Un peu plus exigeante et directement importée des États-Unis, une troisième méthode consiste à exercer une politique d’engagement et de vote active pour les actions détenues en portefeuille. Le fonds de pension des fonctionnaires californiens Calpers (qui gère 300 milliards de dollars d’actifs) en fait régulièrement usage. Ce type de fonds ISR attire 4 270 milliards d’euros, surtout au Royaume-Uni où cette forme d’activisme actionnarial est très prisée.
Les approches d’intégration ESG (prenant en comptes des critères positifs sur des aspects liés à l’Environnement, le Social et la Gouvernance) et de « best-in-class » (sélectionnant les entreprises les plus durables par secteur industriel et par zone géographique) rassemblent 2 646 milliards aux États-Unis et 493 milliards d’euros en Europe, toutes deux en hausse de 39 pour cent sur la période. Si les philosophies sont comparables, l’approche « best-in-class » est un peu plus restrictive.
Enfin, deux stratégies ISR sont en train de prendre leur envol : les investissements thématiques, tels que les portefeuilles consacrés aux énergies renouvelables ou à l’efficacité énergétique, et l’investissement d’impact où la recherche de rendement va de pair avec des objectifs environnementaux ou sociaux.
Les obligations vertes fortement promues par la Bourse de Luxembourg constituent aujourd’hui le fer de lance de cet « impact investing ». Ce segment a connu une progression impressionnante. Les Pays-Bas sont les acteurs dominants sur ce marché, qui atteint près de cent milliards d’euros et a augmenté de 120 pour cent entre 2013 et 2015.Ces deux approches rassemblent respectivement 145 et 98 milliards d’euros, des encours multipliés par 2,5 et 4 en tout juste deux ans. L’investissement responsable semble mûr pour une nouvelle transformation vers davantage d’efficacité.

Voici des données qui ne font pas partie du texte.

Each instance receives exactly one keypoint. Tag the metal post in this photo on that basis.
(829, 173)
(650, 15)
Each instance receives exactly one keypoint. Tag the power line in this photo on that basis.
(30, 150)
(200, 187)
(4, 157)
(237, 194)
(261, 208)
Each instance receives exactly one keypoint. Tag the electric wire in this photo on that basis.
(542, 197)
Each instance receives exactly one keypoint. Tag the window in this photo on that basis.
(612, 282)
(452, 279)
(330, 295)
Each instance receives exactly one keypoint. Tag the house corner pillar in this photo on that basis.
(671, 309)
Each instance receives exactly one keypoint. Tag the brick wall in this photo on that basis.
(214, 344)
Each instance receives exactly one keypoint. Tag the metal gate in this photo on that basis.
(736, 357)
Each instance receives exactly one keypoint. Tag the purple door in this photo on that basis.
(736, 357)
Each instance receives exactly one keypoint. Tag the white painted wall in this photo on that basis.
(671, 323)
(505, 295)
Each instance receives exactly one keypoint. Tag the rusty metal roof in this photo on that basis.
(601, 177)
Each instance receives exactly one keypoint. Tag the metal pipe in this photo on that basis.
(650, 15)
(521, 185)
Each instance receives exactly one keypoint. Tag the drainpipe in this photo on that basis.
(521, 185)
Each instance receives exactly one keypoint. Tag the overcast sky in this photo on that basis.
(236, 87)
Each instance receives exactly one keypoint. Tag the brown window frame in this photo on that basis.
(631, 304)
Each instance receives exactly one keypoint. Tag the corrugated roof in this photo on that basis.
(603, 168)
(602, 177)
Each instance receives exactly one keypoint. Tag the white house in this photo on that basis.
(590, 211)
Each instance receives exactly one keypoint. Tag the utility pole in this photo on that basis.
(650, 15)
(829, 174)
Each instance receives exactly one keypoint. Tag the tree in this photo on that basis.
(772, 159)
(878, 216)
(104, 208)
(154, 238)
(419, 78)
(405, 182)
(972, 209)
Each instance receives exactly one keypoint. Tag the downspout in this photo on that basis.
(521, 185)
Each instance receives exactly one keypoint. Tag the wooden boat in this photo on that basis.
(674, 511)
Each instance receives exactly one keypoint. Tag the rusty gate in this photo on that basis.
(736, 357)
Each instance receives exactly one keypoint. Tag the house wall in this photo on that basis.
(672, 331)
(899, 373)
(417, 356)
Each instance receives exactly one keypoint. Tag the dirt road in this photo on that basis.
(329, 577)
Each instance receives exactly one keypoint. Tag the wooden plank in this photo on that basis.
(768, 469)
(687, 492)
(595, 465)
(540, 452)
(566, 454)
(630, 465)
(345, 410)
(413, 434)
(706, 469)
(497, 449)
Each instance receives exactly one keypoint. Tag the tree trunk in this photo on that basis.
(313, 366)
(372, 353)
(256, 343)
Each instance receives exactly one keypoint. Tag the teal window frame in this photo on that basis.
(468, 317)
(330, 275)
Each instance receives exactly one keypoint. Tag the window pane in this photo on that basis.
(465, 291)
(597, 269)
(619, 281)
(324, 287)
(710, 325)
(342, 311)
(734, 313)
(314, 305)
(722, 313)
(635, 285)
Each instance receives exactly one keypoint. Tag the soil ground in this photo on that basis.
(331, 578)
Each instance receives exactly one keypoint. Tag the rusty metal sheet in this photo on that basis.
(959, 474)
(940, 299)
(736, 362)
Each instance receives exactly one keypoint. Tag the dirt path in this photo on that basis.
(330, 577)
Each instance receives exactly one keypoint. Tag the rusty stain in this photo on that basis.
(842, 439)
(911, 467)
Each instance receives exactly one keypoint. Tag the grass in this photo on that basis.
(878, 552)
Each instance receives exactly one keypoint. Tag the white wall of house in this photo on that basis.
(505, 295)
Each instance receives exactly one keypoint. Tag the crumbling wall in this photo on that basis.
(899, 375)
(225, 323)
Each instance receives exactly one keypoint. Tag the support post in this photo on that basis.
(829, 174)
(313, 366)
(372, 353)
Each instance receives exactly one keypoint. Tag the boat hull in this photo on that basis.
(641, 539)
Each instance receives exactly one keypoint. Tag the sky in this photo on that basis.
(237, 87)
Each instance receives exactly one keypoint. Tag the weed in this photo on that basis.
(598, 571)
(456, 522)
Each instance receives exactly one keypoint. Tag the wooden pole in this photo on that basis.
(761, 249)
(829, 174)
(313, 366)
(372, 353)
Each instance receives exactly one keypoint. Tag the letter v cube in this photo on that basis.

Au-delà des chiffres, pour que l’investissement responsable change d’échelle et contribue à réorienter la finance vers une économie plus durable, il serait temps qu’émerge un label européen visant à rendre plus visible ce type de placements auprès des investisseurs particuliers comme institutionnels. On peut se réjouir que les travaux autour de l’Union du marché des capitaux mettent à l’étude une future intégration de dimensions ESG et ont pour cela annoncé la création d’un groupe de travail d’experts chargé de faire des propositions dès 2017. Sa composition est en cours.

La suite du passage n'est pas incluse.